The king, who was addressed by the title of Touang Sultan, or My Lord the King, appeared to me to be a man of between forty-five and fifty years of age…

The king frequently broke wind upwards during his meal, and his example was assiduously followed by all the gentlemen in company, which afforded matter of no little surprise to me. But I afterwards was informed, that this custom, so contrary to European notions of decency, was an etiquette of the court of Bantam , and was affected, in order to show that one’s appetite was good, and the victuals tasteful, which was very pleasing to the king…

In the meantime, some large china bowls with boiled rice, and some dishes, of fish, which came from our table, were set before the nobles, who were at the end of the hall, and who speedily emptied them, with continual eructations, which echoed through the hall.

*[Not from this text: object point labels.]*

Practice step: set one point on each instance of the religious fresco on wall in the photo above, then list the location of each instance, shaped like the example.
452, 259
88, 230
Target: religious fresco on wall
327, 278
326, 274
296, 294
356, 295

As this quote illustrates, passing wind has not been universally thought of in a negative manner throughout history.  Another example is Saint Augustine’s The City of God, which has the following tidbit of information:

We know, too, that some men are differently constituted from others, and have some rare and remarkable faculty of doing with their body what other men can by no effort do, and, indeed, scarcely believe when they hear of others doing… Some have such command of their bowels, that they can break wind continuously at pleasure, so as to produce the effect of singing. I myself have known a man who was accustomed to sweat whenever he wished.